I have two separate problems, but I get the same answer for each. I feel like this must be wrong.

Question 1: Find the leading term of a uniformly valid (for t > 0) asymptotic expansion of the solution of the IVP [tex]\ddot{x} + \epsilon\dot{x}(x^2-1)+x = 0 \mbox{ } x(0) = 1, \dot{x)(0) = 0[/tex]

for the van der Pol oscillator, which describes the evolution of ICs to a limit cycle oscillation. Calculate the amplitude of the limit cycle oscillation.

Question 2: Find the leading term of a uniformly valid (for t > 0) asymptotic expansion of the solution of the IVP

[tex]\ddot{x} + \epsilon\dot{x}(1-\frac{1}{3}\dot{x}^3)+x = 0 \mbox{ } x(0) = 0, \dot{x)(0) = 2a[/tex]

for the Rayleigh oscillator, which describes the evolution of ICs to a limit cycle oscillation. Calculate the amplitude of the limit cycle oscillation.

Homework Equations



None really

The Attempt at a Solution



There's a ton of algebra involved here. Essentially you look for 2[itex]\pi[/itex]-periodic solutions by transforming the time t to [itex]t' = \omega t[/itex], using a two-time method ([itex]\tau = \epsilon t[/itex]), and expanding x and omega in terms of epsilon ([itex]x ~ x_0 + \epsilon x_1 + ...,\ \omega ~ 1 + \epsilon \omega_1 + ...[/itex] where you know that the first term in the omega expansion is 1 due to the fact that you seek [itex]2\pi[/itex]-periodic solutions of the equation). If you go through all of the algebra, you find that

[tex]x_0 = A(\tau)\cos t' + B(\tau)\sin t'[/tex]

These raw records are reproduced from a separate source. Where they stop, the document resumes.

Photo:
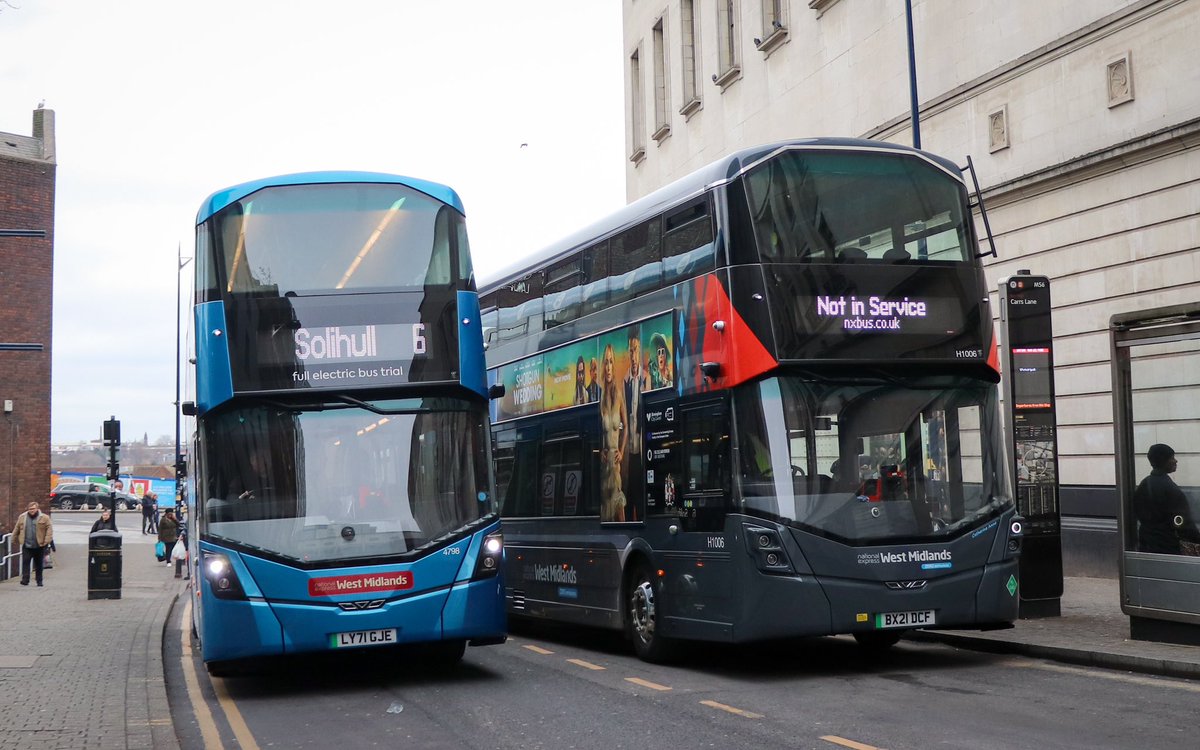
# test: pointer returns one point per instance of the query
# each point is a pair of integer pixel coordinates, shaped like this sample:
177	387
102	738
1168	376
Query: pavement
89	673
1091	631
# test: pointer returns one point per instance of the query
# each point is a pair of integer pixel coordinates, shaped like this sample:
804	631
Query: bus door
696	552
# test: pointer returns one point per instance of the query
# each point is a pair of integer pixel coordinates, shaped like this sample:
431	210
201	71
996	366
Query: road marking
209	733
847	743
731	709
586	665
646	683
1152	682
245	738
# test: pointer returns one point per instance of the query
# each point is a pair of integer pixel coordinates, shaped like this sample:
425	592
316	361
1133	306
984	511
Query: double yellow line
209	732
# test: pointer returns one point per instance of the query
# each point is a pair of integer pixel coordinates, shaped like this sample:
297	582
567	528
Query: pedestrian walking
168	533
149	510
34	533
106	521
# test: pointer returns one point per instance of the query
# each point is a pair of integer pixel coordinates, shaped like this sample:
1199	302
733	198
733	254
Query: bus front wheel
643	616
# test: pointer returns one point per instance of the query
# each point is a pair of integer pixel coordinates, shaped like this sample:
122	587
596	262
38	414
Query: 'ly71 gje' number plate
363	637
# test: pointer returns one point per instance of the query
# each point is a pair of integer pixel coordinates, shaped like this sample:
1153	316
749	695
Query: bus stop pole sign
1030	417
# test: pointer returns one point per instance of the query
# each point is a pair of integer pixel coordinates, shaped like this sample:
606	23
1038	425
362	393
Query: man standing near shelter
33	534
1164	517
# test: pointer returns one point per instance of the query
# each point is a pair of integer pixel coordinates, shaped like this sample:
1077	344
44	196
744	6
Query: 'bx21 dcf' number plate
917	618
363	637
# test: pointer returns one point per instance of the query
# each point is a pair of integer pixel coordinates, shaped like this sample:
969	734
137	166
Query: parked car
69	496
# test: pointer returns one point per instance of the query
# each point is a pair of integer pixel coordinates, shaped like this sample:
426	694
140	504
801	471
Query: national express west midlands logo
929	559
551	574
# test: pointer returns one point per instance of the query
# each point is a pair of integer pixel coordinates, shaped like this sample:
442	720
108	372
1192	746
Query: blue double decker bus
340	485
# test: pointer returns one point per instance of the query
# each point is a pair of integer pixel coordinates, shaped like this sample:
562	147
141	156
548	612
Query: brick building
27	273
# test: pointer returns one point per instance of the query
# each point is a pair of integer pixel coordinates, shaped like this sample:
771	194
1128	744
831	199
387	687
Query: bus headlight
1015	532
491	555
221	576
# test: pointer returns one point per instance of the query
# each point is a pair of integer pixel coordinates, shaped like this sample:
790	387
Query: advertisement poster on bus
612	370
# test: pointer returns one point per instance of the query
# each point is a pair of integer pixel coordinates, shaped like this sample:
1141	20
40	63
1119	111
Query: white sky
161	102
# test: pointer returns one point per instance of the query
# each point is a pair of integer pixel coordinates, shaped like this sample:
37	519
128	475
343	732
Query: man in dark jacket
168	533
1163	514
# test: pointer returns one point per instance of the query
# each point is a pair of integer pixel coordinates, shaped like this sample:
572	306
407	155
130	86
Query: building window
661	90
636	112
726	43
774	25
689	36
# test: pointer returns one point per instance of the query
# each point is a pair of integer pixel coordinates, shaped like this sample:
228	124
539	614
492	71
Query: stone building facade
1083	120
27	270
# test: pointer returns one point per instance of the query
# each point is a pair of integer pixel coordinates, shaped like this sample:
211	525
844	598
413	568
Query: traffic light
112	431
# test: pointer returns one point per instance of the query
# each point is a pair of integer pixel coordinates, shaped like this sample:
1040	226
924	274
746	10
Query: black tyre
879	640
643	599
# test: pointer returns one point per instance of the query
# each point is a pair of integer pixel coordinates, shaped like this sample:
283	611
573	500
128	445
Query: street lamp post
181	262
912	78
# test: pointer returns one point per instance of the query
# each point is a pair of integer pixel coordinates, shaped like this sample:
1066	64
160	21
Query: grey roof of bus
225	197
683	189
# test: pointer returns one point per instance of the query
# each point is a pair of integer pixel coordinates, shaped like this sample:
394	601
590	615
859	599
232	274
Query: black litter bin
105	564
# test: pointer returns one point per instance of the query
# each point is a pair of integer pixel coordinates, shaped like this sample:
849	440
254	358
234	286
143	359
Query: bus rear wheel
643	617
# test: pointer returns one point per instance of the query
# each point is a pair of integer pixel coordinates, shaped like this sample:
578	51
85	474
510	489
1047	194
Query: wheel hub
643	611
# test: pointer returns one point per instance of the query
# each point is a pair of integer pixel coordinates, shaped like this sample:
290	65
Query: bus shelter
1156	400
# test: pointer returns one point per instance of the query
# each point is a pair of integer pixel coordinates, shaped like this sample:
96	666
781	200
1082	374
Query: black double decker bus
759	402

Plugging that into the expansion for the O(ε) term gives that A and B must satisfy a set of two differential equations in order to avoid secular terms. However, I get that these two differential equations are identical in both the Rayleigh and van der Pol cases, which seems wrong, since they're two different equations. The only difference between the two solutions comes from the different initial conditions, but if they had the same initial conditions, then they'd have the same solution which seems wrong. Can anyone point me in the right direction?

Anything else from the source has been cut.